Nor would the departure of Prem, now 89, likely make a difference. His probable successor is the like-minded retired General Surayud Chulanont, who served as prime minister after the military coup that removed Thaksin.
The problems for the monarchists and the army however go beyond the issue of Thaksin. Both of these institutions face storms. First, the death of King Bhumibol will be a huge blow. It is hard to measure how much loyalty is given to the king as an individual who has done much for the nation and how much to the institution of the monarchy as a keystone of Thailand. But it is clear that no one has the standing to fill the king's shoes.
As for the army, defending the monarchy against “republican threats” becomes another role. Its budget has been boosted by the Abhisit government but the raison d'être for a large military budget is none too obvious. Indeed, there are concerns that military desires to justify its existence lie behind contrived border spats with Cambodia and stand in the way of any attempt to resolve the problems of a Muslim insurgency in the south by offering the provinces a degree of autonomy. In the short run the situation in the south may have improved slightly but the problem will linger.

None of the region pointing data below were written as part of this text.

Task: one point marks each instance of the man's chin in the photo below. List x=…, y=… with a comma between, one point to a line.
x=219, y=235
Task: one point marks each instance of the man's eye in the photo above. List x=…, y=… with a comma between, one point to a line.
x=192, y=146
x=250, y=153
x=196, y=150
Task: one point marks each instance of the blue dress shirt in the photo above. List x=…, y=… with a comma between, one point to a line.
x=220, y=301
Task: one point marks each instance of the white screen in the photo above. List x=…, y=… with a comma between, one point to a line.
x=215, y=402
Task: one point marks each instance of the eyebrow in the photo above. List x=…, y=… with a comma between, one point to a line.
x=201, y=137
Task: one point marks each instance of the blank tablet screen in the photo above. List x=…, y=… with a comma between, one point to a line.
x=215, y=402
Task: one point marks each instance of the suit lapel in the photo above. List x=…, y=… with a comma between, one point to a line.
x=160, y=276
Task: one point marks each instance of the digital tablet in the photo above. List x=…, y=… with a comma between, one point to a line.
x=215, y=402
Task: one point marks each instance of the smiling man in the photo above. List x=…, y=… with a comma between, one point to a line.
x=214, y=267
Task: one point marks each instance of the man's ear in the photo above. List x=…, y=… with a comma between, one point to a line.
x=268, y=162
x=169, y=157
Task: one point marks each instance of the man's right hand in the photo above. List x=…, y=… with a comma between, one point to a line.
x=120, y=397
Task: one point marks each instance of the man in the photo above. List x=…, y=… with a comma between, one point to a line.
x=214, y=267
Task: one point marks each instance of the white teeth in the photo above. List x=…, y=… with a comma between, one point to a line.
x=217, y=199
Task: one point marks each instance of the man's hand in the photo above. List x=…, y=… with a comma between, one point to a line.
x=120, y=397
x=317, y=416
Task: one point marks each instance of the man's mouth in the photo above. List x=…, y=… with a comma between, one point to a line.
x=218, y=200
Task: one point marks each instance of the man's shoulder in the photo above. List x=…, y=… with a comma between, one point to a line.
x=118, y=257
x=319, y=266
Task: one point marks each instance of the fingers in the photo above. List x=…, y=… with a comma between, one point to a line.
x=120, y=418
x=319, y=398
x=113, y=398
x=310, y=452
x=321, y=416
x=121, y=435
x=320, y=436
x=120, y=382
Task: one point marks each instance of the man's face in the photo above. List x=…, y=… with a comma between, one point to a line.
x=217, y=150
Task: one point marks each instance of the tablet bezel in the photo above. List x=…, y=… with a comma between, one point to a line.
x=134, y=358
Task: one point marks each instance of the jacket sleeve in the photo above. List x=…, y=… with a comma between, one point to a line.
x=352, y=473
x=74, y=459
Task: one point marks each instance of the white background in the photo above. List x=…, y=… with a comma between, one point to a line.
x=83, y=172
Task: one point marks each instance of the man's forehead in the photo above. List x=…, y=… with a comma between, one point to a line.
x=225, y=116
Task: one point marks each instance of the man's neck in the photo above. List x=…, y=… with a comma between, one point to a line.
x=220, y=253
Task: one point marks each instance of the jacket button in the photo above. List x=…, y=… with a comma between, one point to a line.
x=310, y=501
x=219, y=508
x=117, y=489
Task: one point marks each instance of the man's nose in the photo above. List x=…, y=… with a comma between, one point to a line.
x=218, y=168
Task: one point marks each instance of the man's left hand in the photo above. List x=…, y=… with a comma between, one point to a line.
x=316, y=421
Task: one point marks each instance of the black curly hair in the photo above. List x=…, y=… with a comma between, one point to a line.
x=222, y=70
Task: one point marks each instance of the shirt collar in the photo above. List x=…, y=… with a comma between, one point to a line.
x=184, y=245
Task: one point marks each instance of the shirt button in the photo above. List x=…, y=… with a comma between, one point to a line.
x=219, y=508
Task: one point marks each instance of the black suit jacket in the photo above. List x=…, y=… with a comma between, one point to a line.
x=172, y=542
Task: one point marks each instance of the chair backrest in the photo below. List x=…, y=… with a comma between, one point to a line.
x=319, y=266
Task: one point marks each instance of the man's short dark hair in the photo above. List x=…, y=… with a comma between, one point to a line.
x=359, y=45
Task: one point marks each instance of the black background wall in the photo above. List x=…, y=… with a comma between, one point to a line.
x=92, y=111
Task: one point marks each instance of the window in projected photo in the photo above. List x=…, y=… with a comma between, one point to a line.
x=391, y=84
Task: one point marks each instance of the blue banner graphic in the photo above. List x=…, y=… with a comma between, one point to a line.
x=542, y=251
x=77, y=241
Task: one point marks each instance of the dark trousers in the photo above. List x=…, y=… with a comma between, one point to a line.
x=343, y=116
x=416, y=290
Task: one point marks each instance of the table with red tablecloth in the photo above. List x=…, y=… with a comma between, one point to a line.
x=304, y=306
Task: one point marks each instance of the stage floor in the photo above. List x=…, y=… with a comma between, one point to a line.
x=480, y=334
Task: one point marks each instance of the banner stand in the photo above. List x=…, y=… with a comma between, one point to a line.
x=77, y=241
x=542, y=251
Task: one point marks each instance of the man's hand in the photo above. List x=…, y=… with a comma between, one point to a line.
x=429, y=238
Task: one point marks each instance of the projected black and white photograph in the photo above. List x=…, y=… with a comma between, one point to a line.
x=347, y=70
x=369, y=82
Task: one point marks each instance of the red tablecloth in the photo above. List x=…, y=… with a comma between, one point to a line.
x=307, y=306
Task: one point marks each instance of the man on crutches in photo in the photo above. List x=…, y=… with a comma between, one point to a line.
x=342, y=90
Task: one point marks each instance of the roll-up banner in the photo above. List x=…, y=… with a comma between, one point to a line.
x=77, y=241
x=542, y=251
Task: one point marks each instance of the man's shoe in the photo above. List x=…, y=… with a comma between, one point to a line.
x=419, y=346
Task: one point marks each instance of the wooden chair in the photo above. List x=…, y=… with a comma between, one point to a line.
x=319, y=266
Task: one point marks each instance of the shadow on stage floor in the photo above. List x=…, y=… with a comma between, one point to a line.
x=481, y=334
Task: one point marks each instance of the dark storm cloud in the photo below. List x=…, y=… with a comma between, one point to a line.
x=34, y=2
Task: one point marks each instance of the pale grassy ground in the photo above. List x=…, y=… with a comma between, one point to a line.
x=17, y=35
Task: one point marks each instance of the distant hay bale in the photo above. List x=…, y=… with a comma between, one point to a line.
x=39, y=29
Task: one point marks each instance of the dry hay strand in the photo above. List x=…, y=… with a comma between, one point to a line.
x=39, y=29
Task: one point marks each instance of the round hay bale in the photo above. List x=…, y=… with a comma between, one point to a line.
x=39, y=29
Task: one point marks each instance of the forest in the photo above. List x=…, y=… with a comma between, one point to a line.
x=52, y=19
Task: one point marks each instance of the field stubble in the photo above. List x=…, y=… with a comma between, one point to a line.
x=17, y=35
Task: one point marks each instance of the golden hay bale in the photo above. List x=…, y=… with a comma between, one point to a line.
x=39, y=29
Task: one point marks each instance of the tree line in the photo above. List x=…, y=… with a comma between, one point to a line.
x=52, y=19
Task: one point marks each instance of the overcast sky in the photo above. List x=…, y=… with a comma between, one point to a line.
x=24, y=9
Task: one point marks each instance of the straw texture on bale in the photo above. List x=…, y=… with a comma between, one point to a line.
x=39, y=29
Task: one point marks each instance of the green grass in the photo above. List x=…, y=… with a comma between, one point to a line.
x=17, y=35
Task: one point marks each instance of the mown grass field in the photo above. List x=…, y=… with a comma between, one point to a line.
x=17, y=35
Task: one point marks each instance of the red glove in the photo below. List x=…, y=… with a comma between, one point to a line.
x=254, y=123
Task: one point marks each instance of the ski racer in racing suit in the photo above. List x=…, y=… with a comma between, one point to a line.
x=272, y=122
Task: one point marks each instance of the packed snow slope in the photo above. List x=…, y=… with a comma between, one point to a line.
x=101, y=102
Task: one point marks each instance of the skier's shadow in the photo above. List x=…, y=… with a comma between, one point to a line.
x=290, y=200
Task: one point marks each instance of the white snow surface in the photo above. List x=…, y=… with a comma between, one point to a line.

But the army itself is not free of factions, nor are the courtiers who surround the monarchy. The monarchists need a credible monarch. Crown Prince Vajiralongkorn, who spends much of his time in Germany, and also may not be fully fit, may lack the popularity accorded to his father and sister Princess Maha Chakri Sirindhorn. But no one doubts his determination to succeed his father. Nor is there any obvious way, short of death, that he won't achieve that goal, however much some close to the palace might like to see Sirindhorn succeed or become Regent till the Crown Prince's male heir reaches maturity. He was anointed as heir back in 1972 when he was 20.

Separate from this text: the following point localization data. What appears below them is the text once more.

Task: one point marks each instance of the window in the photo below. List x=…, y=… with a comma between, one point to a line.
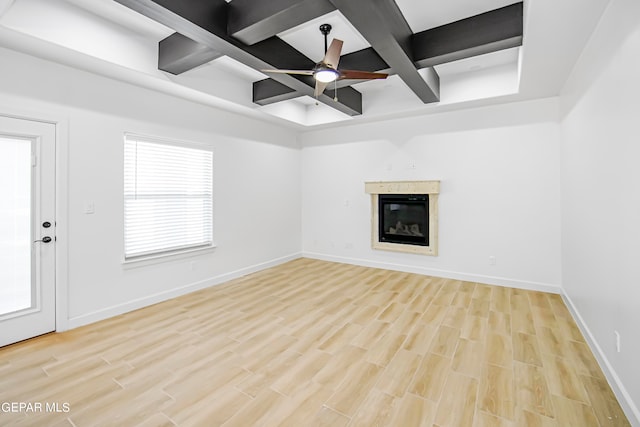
x=168, y=197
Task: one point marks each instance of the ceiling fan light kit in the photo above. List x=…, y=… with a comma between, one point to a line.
x=326, y=71
x=326, y=75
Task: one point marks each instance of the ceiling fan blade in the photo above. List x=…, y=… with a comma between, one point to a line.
x=332, y=57
x=302, y=72
x=361, y=75
x=320, y=87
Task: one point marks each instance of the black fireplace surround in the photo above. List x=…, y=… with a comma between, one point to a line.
x=404, y=219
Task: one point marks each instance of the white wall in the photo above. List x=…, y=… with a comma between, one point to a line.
x=257, y=190
x=500, y=193
x=601, y=201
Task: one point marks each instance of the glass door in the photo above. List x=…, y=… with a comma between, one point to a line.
x=27, y=229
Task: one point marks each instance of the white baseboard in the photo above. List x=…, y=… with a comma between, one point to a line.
x=116, y=310
x=478, y=278
x=628, y=406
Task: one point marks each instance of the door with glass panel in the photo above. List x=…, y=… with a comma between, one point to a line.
x=27, y=229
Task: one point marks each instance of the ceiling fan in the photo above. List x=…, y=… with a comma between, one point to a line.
x=327, y=71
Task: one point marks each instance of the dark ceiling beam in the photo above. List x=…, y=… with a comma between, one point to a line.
x=204, y=21
x=177, y=54
x=382, y=24
x=252, y=21
x=485, y=33
x=488, y=32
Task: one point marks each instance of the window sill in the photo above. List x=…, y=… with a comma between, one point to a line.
x=168, y=257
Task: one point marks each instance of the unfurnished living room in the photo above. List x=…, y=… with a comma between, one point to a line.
x=319, y=212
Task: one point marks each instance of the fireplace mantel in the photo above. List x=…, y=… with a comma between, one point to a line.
x=430, y=188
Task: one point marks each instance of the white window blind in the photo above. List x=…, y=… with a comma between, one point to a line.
x=168, y=197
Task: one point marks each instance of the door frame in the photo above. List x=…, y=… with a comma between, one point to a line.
x=61, y=124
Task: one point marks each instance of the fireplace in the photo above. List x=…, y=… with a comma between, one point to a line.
x=404, y=216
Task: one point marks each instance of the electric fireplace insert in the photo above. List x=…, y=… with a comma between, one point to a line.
x=404, y=219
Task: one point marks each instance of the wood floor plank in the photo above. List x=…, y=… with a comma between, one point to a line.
x=317, y=343
x=457, y=405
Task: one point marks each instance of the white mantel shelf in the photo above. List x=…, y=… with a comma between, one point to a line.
x=432, y=188
x=402, y=187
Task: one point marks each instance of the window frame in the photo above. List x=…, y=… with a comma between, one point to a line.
x=159, y=255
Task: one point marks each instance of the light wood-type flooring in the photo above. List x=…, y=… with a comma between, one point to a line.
x=312, y=343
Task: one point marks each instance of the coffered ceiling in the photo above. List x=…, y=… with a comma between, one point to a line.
x=439, y=54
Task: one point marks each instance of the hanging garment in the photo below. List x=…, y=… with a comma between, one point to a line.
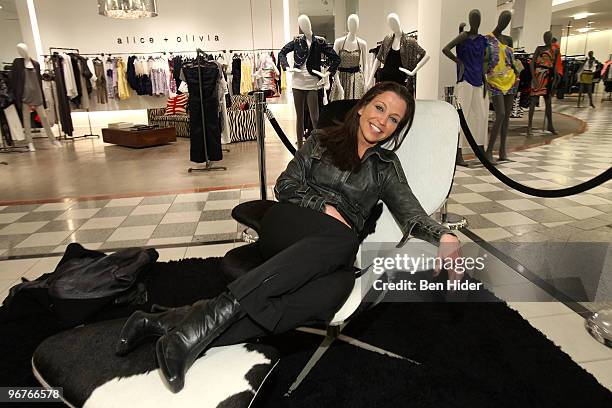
x=208, y=138
x=50, y=96
x=101, y=85
x=587, y=72
x=77, y=79
x=499, y=63
x=123, y=88
x=63, y=103
x=236, y=75
x=390, y=71
x=476, y=109
x=350, y=74
x=69, y=78
x=246, y=76
x=14, y=123
x=471, y=53
x=410, y=54
x=24, y=80
x=543, y=65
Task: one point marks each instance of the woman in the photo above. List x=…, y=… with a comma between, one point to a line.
x=309, y=240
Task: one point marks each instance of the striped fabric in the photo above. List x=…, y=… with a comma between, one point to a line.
x=242, y=122
x=177, y=105
x=158, y=117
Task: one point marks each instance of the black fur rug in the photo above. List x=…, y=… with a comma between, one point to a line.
x=471, y=355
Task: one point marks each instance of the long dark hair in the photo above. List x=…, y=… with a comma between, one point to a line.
x=341, y=139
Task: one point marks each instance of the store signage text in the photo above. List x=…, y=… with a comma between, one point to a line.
x=187, y=38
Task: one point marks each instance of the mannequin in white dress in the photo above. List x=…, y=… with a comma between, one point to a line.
x=26, y=84
x=399, y=41
x=354, y=67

Will the successor need to do some political deals of his own to protect his back? And if so, which side will Thaksin be on?
Beyond the issue of Thaksin and the politics of patronage are real issues of income distribution and the metropolitan/rural divide. Income distribution may not have been getting any worse in recent years, but the media and the declining supply of cheap rural labor have all helped raise political awareness. Thaksin's populist policies, with handouts to farmers and cheap health care, were nothing very radical. Certainly they did not risk – as the pampered Bangkok middle class claims – massive wealth redistribution or a dangerous government debt burden.

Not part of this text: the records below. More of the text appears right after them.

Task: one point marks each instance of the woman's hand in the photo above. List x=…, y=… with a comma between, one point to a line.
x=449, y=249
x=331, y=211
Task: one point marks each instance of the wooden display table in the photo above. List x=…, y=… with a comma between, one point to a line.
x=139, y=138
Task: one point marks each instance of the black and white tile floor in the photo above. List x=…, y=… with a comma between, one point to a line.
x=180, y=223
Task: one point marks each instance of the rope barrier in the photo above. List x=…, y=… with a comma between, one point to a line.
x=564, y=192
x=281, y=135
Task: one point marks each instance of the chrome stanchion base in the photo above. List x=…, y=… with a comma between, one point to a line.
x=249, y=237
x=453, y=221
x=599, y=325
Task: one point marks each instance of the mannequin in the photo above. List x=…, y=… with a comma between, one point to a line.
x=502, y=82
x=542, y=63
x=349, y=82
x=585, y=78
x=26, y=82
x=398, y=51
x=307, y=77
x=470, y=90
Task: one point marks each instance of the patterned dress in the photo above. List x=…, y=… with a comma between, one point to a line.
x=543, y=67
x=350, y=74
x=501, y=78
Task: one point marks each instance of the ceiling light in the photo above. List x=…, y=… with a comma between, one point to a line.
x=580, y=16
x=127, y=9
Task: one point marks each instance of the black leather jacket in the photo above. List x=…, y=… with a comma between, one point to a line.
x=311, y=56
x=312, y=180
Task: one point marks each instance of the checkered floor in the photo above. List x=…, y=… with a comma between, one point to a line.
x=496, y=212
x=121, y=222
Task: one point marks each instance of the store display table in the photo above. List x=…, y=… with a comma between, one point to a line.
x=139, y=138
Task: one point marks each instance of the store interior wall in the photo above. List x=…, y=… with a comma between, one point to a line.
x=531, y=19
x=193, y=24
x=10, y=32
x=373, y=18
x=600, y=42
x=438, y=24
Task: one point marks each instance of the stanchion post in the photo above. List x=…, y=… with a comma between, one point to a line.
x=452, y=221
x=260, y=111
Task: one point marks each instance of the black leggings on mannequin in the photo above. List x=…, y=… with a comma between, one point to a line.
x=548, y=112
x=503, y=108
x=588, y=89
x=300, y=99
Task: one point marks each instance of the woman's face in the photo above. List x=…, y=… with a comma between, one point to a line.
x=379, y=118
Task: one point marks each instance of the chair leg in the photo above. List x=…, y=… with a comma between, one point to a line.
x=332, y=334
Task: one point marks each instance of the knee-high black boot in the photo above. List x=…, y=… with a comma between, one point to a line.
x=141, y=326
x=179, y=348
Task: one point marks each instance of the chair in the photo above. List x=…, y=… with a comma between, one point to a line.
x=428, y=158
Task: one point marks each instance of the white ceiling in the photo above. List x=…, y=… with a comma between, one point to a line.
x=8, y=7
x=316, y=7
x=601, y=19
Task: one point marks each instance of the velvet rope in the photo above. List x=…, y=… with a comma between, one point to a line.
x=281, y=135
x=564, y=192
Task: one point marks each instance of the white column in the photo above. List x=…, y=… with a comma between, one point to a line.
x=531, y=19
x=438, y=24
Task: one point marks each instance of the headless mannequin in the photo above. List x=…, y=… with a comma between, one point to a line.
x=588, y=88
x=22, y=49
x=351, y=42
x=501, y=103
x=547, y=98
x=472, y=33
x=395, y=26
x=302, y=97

In practice there has been little to choose between macro policies under Thaksin and those of his successors, both military and civilian. Abhisit has even expanded some Thaksin policies to try to win rural support at the next election.
But class tensions have increased and among the Red Shirts there are plenty of aspiring radicals who have been demonstrating against the Bangkok-elite system rather than in favor of Thaksin the man. The media may have become generally compliant, almost unanimously pro-establishment and hostile to Thaksin, but non-governmental organizations still flourish. Some critics still brave the lese majeste laws, and long prison terms or voluntary exile to foster anti-monarchy radicalism that is as yet more incipient than real but could develop into a threat if the prestige of the monarchy plummets and democratic aspirations are thwarted by the military.
On balance a muddle-through scenario looks more likely as ideological positions yield to the power of money and the cynicism of public and politicians alike. But any forecast may be foolish.